Sept. 19, 2005 – Page 2476
Satellites, for better or worse, have had an enormous impact on our oceans. Sadly for the fish, the impact has been mostly for the worse. A new study published in the journal Science finds that the most abundant ocean fishing regions today contain just five species on average, compared with 10 species 50 years ago. The hot spots, in other words, are growing cold, and soon may be indistinguishable from the rest of the open seas.
The main culprit is not environmental, it’s overfishing. And satellite images are the weapon of choice for fishing fleets, which can now more quickly and cheaply find where the most fish are.
“OrbMap software allows captains and fleet managers to easily translate advanced satellite data into successful fishing decisions,” boasts a Web site for Dulles, Va.-based Orbimage Inc., a leading satellite image provider to commercial fishers.
This kind of “remote sensing” was hardly envisioned when the first communications satellites went into orbit in the early 1960s. Yes, spy satellites could zoom in on large land objects (such as missiles in Cuba). But over the past two decades, advances in imaging and computing began allowing satellites to track such details as ocean plankton levels, temperature, currents and depths — even filtering out atmospheric interference.
Yes, other factors contribute to the depletion of ocean fishing stocks, including pollution, worldwide government fishing subsidies and a growing global population. But overfishing is the primary cause, as supertrawlers — guided by satellite data, sonar and spotter planes — gain ever-increasing yields by dragging over the hot spots with enormous nets or long fishing lines with hundreds of hooks.
Satellites are also being used to identify and prevent exhaustion of fish stocks, of course.
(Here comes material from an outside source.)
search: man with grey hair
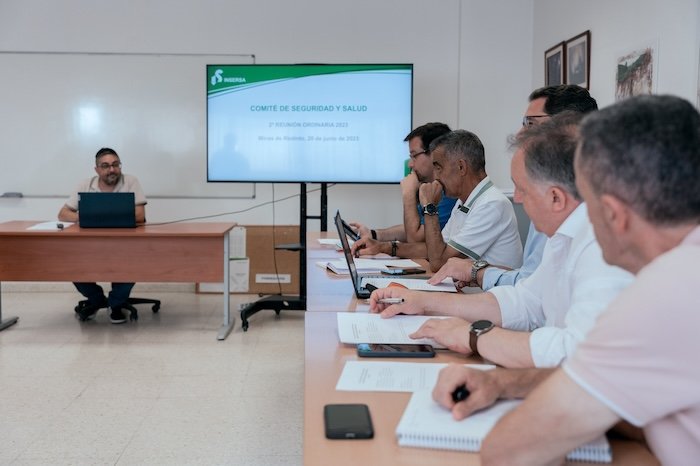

Poring over 16,000 satellite photographs, nearly 1,400 scientists from 95 nations recently echoed the concerns of the Science study by concluding in their “Millennium Ecosystem Assessment” that overfishing, combined with coastal pollution, has put the world’s oceans in peril.
A year ago this week, the U.S. Commission on Ocean Policy, a panel ordered by Congress and created by President Bush, called for a five-year plan to double ocean science funding, which it said had fallen from 7 percent of the total federal research budget 25 years ago to just 3.5 percent today. A key panel recommendation was the creation of an “integrated ocean observing system” to collect water, air and spaced-based data not only to track fish populations, but to improve hurricane and tsunami warnings.
The commission proposed boosting funding for ocean science from $2 billion annually to $3.5 billion in fiscal 2006. The Bush administration praised the findings last December, but in February proposed cutting funding for ocean and coastal programs at the National Oceanic and Atmospheric Administration (NOAA) by more than $391 million. Last week, the Senate passed its version of the Commerce-Justice-Science appropriations bill, which includes an additional $666 million to carry out commission recommendations.
Of course, it’s much easier to use satellites to catch fish than it is to protect them. Satellite images may show where fish recovery needs to take place, but the real trick is to set limits and enforce them. That is often hard to do, considering that most of the big fishing nations, including the United States, give the industry more influence over policy-making than the scientists get.
In the United States, NOAA delegates limit-setting to eight regional councils, composed mainly of industry representatives. And the agency is proposing a rules change (comments are due Oct. 21) that would give those councils greater flexibility in setting and complying with limits on commercial fishing. Supporters say that would allow the councils to more precisely decide which species need protection, but conservationists call the plan irresponsible at a time when 20 percent of the nation’s major marine fish stocks are overfished. The issue will dominate an upcoming effort to reauthorize the underlying Magnuson-Stevens fisheries law.
The Ocean Policy commission wants to overhaul the membership of the regional councils. “Their credentials and potential conflicts of interest should be vetted by an external organization,” its report says, and councils should be “required to rely on the peer-reviewed advice” of their own scientific committees when setting harvest levels.
The panel also recommends a new White House office to coordinate ocean policy. Today, that responsibility crosses 11 federal agencies, with the Commerce Department’s NOAA taking the lead. But NOAA, as is often pointed out, has a conflicted dual mission of promoting commercial fishing and protecting ocean ecosystems.
NOAA’s broad uses for satellites illustrates the conflict. One part of its Web site offers satellite and mapping data to help boats find where the most fish are biting — while elsewhere NOAA trumpets its use of satellite-based images and vessel-location monitors that protect the hot spots. The future of the seas, it seems, is being decided in space.